Там работали девчата, работа была легкая — женское рукоделье. Севастьянову тягостно было одному сидеть среди девчат и заниматься женским рукодельем. С первого дня он томился — куда бы деться; удерживало сознание, что надо же иметь регулярный заработок, купить теплую куртку, пройти в профсоюз… Коллектив был маленький, отсталый. Клея коробки, девчата стрекотали о Гарри Пиле и ухажорах, их оскорбляло, что Севастьянов не зажигается их интересами и не отвечает на заигрыванья. Они его невзлюбили, дразнили монахом и интеллигентом, а когда им это надоело, перестали его замечать. Перестав замечать, разговаривали в его присутствии о своих девичьих делах, о которых парню слушать не положено, и преспокойно поднимали юбки, чтобы поправить чулок или показать товаркам кружево на белье, — не из бесстыдства, а потому, что Севастьянов не существовал для них, как бы и не присутствовал вовсе. Едва представилась возможность уйти, он ушел без размышлений, не успев оформиться в профсоюзе.

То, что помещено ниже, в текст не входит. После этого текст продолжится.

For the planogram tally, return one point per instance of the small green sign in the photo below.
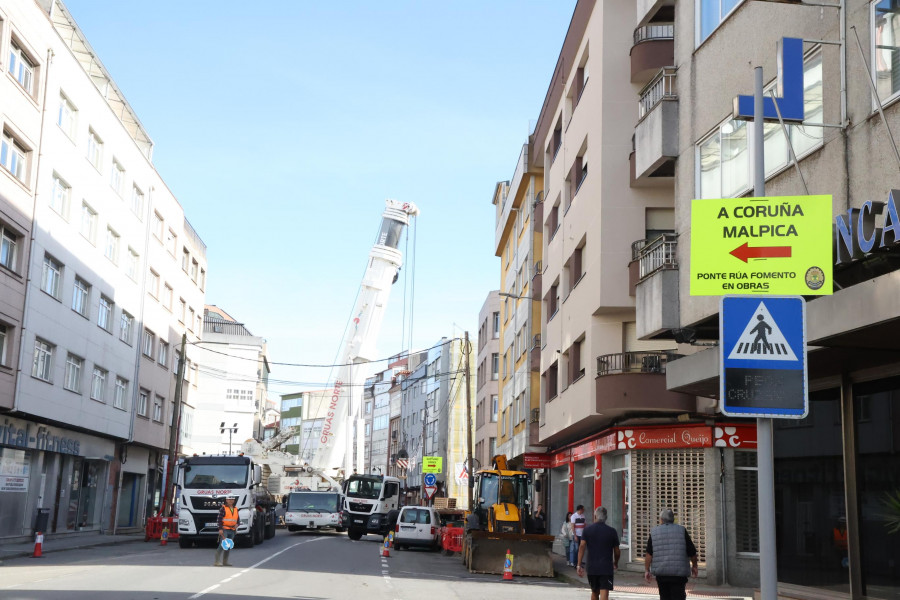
(432, 464)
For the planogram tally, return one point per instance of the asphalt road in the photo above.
(296, 566)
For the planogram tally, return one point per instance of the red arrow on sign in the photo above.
(744, 252)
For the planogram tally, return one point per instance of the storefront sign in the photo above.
(860, 233)
(13, 484)
(779, 245)
(36, 437)
(534, 460)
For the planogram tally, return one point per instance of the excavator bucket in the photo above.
(485, 552)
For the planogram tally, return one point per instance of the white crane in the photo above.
(335, 449)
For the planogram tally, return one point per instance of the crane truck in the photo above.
(369, 500)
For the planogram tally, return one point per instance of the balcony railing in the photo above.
(655, 254)
(661, 87)
(634, 362)
(654, 32)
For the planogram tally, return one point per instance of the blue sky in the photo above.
(281, 127)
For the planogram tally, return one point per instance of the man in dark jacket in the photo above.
(668, 549)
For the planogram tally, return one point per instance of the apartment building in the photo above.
(85, 334)
(232, 373)
(839, 466)
(487, 372)
(518, 242)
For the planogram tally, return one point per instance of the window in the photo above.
(711, 13)
(88, 223)
(98, 384)
(95, 148)
(59, 197)
(74, 365)
(8, 247)
(723, 157)
(147, 343)
(65, 117)
(121, 399)
(51, 276)
(43, 360)
(746, 502)
(13, 156)
(167, 297)
(81, 294)
(137, 202)
(104, 314)
(117, 177)
(154, 284)
(157, 226)
(112, 246)
(5, 335)
(126, 322)
(21, 67)
(131, 267)
(157, 408)
(171, 242)
(143, 399)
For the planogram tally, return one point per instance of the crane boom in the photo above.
(335, 449)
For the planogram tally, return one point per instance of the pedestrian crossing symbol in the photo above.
(762, 339)
(762, 345)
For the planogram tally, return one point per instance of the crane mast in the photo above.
(335, 449)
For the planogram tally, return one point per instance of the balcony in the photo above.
(653, 49)
(655, 264)
(656, 134)
(635, 382)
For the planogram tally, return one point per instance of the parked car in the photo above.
(417, 526)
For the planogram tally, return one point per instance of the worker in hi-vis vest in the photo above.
(227, 523)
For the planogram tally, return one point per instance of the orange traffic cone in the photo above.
(507, 566)
(38, 543)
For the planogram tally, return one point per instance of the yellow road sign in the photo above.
(778, 245)
(432, 464)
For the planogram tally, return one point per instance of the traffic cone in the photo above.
(38, 543)
(507, 566)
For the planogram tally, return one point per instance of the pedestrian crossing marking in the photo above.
(762, 339)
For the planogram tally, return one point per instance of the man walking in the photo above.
(228, 520)
(578, 521)
(602, 544)
(668, 549)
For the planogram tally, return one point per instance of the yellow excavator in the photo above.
(499, 523)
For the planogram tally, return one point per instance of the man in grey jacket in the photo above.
(668, 549)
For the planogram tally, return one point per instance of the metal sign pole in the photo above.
(768, 563)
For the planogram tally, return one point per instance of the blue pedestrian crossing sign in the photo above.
(763, 357)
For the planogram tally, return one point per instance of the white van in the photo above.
(417, 526)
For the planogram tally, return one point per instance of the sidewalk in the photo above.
(632, 582)
(69, 541)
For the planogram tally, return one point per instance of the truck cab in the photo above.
(372, 503)
(204, 482)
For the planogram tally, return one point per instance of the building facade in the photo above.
(87, 319)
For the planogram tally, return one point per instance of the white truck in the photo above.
(372, 503)
(314, 510)
(203, 482)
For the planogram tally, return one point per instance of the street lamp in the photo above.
(230, 430)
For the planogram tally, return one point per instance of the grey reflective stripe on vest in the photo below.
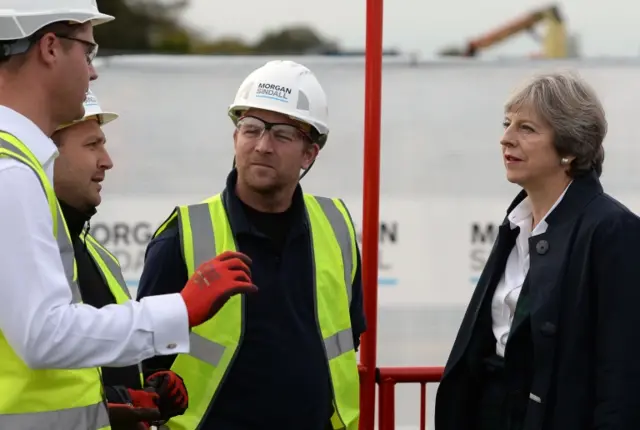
(111, 264)
(204, 246)
(92, 417)
(64, 243)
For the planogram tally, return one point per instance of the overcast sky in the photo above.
(424, 26)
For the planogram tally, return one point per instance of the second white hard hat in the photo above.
(288, 88)
(93, 110)
(22, 18)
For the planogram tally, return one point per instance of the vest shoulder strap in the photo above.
(341, 222)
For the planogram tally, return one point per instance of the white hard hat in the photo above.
(288, 88)
(92, 110)
(22, 18)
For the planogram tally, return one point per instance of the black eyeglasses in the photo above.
(254, 128)
(91, 48)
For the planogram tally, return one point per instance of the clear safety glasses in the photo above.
(253, 128)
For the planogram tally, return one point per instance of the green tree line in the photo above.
(154, 26)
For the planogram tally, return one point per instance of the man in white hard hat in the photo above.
(284, 358)
(46, 49)
(78, 172)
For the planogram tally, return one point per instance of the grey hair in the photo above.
(571, 107)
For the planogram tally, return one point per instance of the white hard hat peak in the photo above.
(92, 110)
(288, 88)
(22, 18)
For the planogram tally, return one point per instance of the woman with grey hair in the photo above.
(551, 337)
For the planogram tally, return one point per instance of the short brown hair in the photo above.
(574, 112)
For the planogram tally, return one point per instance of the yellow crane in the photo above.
(554, 42)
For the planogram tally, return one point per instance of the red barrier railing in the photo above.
(370, 210)
(388, 377)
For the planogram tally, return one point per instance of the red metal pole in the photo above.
(371, 208)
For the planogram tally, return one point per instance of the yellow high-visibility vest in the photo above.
(54, 399)
(205, 232)
(109, 268)
(111, 272)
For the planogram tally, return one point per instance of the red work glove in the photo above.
(127, 417)
(173, 398)
(214, 282)
(144, 398)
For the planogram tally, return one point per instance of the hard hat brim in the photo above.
(102, 117)
(26, 30)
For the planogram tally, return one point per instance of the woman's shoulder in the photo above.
(606, 210)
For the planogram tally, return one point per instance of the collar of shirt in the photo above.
(522, 215)
(31, 136)
(238, 218)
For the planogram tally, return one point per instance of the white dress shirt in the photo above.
(36, 316)
(505, 298)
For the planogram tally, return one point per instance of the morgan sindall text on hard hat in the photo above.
(20, 19)
(93, 110)
(288, 88)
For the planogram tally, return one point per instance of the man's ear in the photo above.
(310, 154)
(49, 49)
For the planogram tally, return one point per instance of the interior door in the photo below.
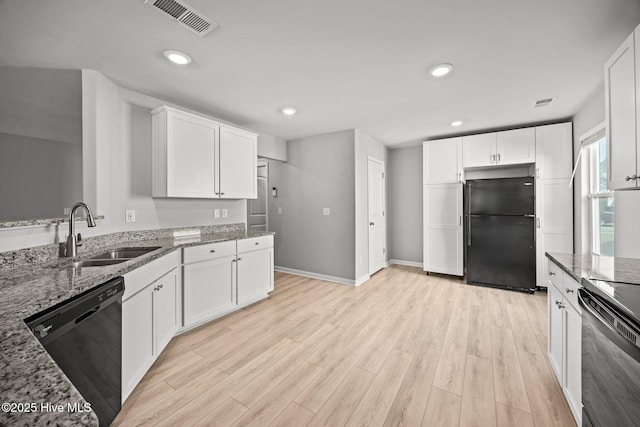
(257, 209)
(376, 202)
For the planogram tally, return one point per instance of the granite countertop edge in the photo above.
(29, 375)
(615, 269)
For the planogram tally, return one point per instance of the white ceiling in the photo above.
(343, 64)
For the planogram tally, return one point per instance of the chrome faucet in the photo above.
(72, 240)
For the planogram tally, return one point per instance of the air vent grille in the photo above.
(543, 102)
(185, 15)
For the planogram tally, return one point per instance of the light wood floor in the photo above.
(403, 349)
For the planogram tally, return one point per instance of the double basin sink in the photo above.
(115, 256)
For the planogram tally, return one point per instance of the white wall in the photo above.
(117, 172)
(272, 148)
(319, 173)
(365, 147)
(404, 200)
(590, 115)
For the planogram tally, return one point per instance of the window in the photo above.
(601, 199)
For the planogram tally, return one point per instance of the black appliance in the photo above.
(610, 353)
(500, 233)
(83, 335)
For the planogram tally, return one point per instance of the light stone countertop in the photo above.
(29, 375)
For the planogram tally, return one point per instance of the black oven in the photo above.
(610, 355)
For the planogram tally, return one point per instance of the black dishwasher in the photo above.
(83, 335)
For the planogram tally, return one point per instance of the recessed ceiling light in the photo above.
(177, 57)
(440, 70)
(288, 111)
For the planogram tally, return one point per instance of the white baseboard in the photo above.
(407, 263)
(334, 279)
(361, 280)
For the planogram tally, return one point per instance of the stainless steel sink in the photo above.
(96, 262)
(124, 253)
(115, 256)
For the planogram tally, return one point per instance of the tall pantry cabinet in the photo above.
(554, 197)
(442, 206)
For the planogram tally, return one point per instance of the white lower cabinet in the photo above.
(150, 318)
(254, 275)
(209, 289)
(565, 337)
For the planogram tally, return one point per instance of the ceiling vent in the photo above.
(543, 102)
(186, 15)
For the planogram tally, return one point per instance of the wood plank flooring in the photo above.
(404, 349)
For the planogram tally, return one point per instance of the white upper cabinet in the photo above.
(505, 148)
(554, 148)
(479, 150)
(621, 98)
(195, 157)
(442, 161)
(238, 164)
(516, 146)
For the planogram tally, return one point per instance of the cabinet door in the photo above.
(516, 146)
(238, 164)
(573, 360)
(209, 289)
(555, 331)
(443, 239)
(137, 339)
(479, 150)
(554, 148)
(554, 222)
(165, 310)
(620, 107)
(255, 275)
(191, 156)
(442, 161)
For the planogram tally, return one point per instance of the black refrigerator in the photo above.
(500, 233)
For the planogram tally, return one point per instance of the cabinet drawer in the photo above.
(255, 243)
(209, 251)
(141, 277)
(555, 274)
(570, 291)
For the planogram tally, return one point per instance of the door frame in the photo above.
(384, 210)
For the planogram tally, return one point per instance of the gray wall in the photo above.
(319, 173)
(40, 142)
(365, 146)
(404, 201)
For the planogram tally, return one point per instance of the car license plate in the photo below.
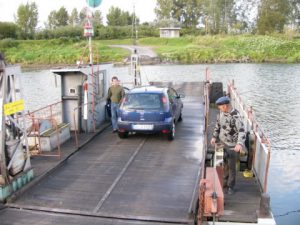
(142, 126)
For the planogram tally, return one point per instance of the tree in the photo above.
(74, 18)
(58, 18)
(62, 17)
(27, 19)
(272, 16)
(8, 30)
(117, 17)
(185, 11)
(163, 9)
(52, 20)
(295, 13)
(113, 16)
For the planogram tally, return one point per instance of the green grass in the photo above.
(199, 49)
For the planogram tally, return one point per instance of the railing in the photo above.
(261, 143)
(35, 120)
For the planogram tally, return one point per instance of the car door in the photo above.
(173, 102)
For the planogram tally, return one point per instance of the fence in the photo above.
(261, 143)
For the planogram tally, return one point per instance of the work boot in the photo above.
(230, 191)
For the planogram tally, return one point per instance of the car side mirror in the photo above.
(181, 96)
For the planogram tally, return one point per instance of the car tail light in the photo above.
(125, 100)
(164, 100)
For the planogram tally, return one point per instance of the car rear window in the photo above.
(142, 101)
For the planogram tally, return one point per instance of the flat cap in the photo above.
(223, 100)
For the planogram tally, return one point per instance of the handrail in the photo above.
(262, 144)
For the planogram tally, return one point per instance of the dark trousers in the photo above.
(230, 159)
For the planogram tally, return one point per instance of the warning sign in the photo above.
(14, 107)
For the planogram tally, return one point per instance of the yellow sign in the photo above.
(14, 107)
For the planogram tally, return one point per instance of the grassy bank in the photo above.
(220, 49)
(201, 49)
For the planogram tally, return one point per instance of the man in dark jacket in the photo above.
(230, 131)
(115, 95)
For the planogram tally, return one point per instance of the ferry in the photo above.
(63, 165)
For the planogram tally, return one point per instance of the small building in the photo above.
(170, 32)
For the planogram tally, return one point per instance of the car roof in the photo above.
(148, 89)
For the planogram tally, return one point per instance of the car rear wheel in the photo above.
(171, 135)
(180, 117)
(123, 134)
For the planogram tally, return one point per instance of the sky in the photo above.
(144, 8)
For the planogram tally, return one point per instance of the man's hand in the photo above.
(238, 148)
(213, 141)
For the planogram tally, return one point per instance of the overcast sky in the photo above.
(144, 8)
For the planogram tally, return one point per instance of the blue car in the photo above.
(150, 109)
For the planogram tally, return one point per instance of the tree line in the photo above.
(193, 16)
(232, 16)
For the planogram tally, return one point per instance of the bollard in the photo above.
(264, 208)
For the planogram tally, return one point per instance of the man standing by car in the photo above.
(230, 131)
(115, 95)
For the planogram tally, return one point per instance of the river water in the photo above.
(272, 89)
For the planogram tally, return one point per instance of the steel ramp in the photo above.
(144, 179)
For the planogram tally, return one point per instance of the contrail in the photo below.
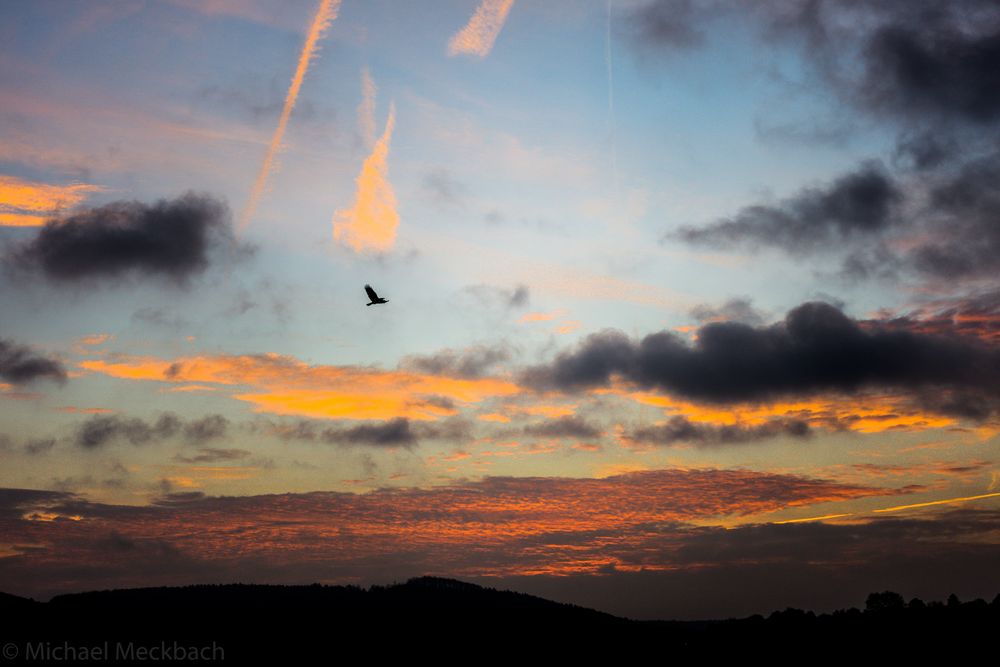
(611, 99)
(366, 110)
(325, 15)
(371, 223)
(481, 31)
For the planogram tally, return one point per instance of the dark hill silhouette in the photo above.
(436, 617)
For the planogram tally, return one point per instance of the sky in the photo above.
(692, 305)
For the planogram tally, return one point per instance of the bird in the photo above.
(375, 299)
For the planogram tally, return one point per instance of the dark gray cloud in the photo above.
(928, 70)
(393, 433)
(472, 362)
(681, 430)
(858, 205)
(170, 239)
(571, 426)
(207, 428)
(936, 64)
(212, 455)
(676, 24)
(20, 364)
(815, 349)
(103, 429)
(39, 445)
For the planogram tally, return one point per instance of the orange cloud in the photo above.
(372, 222)
(550, 411)
(30, 204)
(96, 339)
(481, 31)
(88, 411)
(496, 526)
(283, 385)
(325, 15)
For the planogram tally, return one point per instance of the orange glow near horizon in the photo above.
(31, 204)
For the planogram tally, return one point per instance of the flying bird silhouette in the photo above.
(375, 299)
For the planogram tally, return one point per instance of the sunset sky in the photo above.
(694, 305)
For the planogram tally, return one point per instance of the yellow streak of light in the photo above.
(947, 501)
(813, 518)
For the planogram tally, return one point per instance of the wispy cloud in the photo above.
(372, 222)
(29, 204)
(325, 15)
(284, 385)
(366, 110)
(481, 31)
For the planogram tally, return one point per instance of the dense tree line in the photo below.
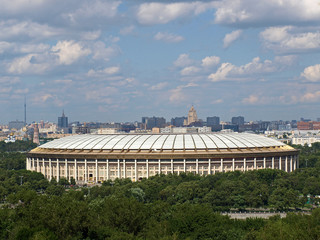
(184, 206)
(12, 155)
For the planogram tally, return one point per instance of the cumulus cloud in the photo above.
(162, 13)
(189, 70)
(290, 39)
(210, 61)
(228, 71)
(177, 94)
(183, 60)
(102, 52)
(311, 73)
(159, 86)
(310, 97)
(168, 37)
(248, 13)
(127, 30)
(28, 64)
(92, 12)
(12, 29)
(231, 37)
(252, 99)
(106, 71)
(69, 51)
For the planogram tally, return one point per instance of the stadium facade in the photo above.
(97, 158)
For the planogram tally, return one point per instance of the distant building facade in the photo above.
(16, 125)
(192, 116)
(237, 120)
(152, 122)
(308, 125)
(178, 121)
(63, 121)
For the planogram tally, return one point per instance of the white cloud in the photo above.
(290, 39)
(26, 29)
(4, 46)
(183, 60)
(168, 37)
(189, 70)
(69, 51)
(127, 30)
(177, 94)
(312, 73)
(101, 52)
(162, 13)
(159, 86)
(27, 64)
(106, 71)
(310, 97)
(210, 61)
(228, 71)
(248, 13)
(231, 37)
(93, 10)
(252, 99)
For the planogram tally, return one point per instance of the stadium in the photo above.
(97, 158)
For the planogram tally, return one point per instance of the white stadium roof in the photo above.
(151, 142)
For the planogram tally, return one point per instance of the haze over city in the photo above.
(121, 60)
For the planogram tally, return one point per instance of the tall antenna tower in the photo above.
(25, 110)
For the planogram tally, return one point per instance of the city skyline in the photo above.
(116, 61)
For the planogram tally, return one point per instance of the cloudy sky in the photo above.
(121, 60)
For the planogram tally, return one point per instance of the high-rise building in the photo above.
(63, 121)
(212, 121)
(238, 120)
(178, 121)
(192, 116)
(151, 122)
(16, 124)
(36, 134)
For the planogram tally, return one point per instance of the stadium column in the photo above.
(119, 173)
(58, 170)
(43, 168)
(75, 170)
(172, 166)
(197, 166)
(124, 169)
(135, 170)
(50, 169)
(107, 170)
(233, 164)
(97, 171)
(147, 166)
(255, 163)
(85, 171)
(66, 169)
(38, 165)
(272, 162)
(286, 161)
(280, 163)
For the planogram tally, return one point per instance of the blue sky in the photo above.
(121, 60)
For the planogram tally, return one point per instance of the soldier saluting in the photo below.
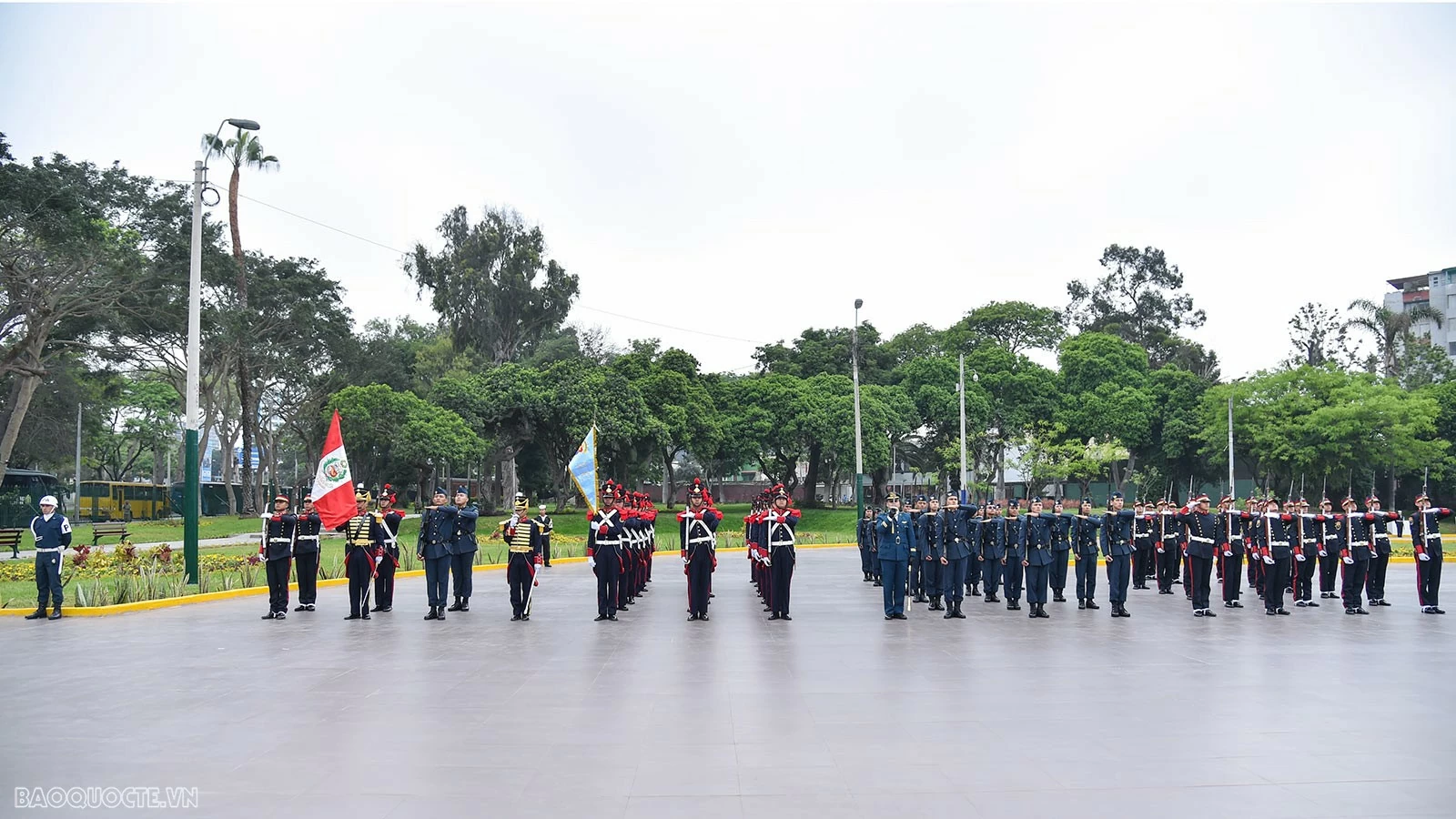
(277, 548)
(698, 532)
(433, 548)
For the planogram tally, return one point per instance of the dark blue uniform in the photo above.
(1117, 547)
(895, 535)
(1036, 547)
(1016, 552)
(462, 557)
(1084, 548)
(433, 548)
(53, 535)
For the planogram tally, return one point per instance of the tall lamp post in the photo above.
(193, 465)
(859, 446)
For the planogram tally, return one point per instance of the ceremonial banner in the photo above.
(584, 470)
(332, 482)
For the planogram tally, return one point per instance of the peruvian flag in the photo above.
(332, 484)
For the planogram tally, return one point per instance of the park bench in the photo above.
(11, 540)
(109, 530)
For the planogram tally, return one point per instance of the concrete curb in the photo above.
(257, 591)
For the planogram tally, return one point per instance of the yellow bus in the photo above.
(114, 500)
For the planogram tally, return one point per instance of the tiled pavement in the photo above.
(836, 713)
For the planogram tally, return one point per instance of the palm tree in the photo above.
(242, 150)
(1390, 329)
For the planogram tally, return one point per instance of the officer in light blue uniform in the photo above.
(1117, 545)
(53, 535)
(1037, 531)
(895, 535)
(462, 550)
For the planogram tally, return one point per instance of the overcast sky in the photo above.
(750, 171)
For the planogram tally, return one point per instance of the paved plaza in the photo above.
(837, 713)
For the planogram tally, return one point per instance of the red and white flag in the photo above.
(332, 484)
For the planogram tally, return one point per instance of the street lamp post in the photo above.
(193, 464)
(859, 446)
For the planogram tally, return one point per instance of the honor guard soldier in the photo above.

В политпросвете он был курьером. Тоже малоподходящее дело для здоровенного парня — носить бумажки по городу. Скоро его сократили. Он опять отправился на вокзал. Но профессионалы-носильщики уже сорганизовались и выставили на всех платформах свои пикеты в фартуках и бляхах, урвать заработок стало трудно. Севастьянов разгружал на пристани угольные баржи, помогал Егорову, соседу, ремонтировать конюшню, а главным образом околачивался на бирже труда, оттуда иногда посылали на временную работу.
Газета «Серп и молот» сперва печаталась на толстой грифельно-серой оберточной бумаге и не продавалась, а расклеивалась на домах, заборах, афишных тумбах. Была она маленькая, вроде декрета или воззвания. Постепенно росла. Стала печататься на белой бумаге. Стала четырехстраничной. Ее стали продавать за деньги. Предложили на нее подписываться. Но подписчиков было мало. Рабочие еще не привыкли выписывать газету. Кто хотел — покупал на улице у газетчика или прочитывал в красном уголке.
Чтобы приблизиться к рабочему читателю, редакция открыла отделения во всех районах города. Севастьянов работал в отделении Пролетарского района. Оно помещалось на Садовой, неподалеку от площади, где стоял памятник Карлу Марксу. Площадь была мощена булыжником, крупным и расшатанным, как старые зубы. На нее выходил небольшой общественный сад с усеянными подсолнечной шелухой дорожками и раковиной для оркестра. У входа в сад жгучий брюнет грузин торговал с лотка маковниками, орехами в сахаре, белой тягучей халвой, нарезанной кусочками.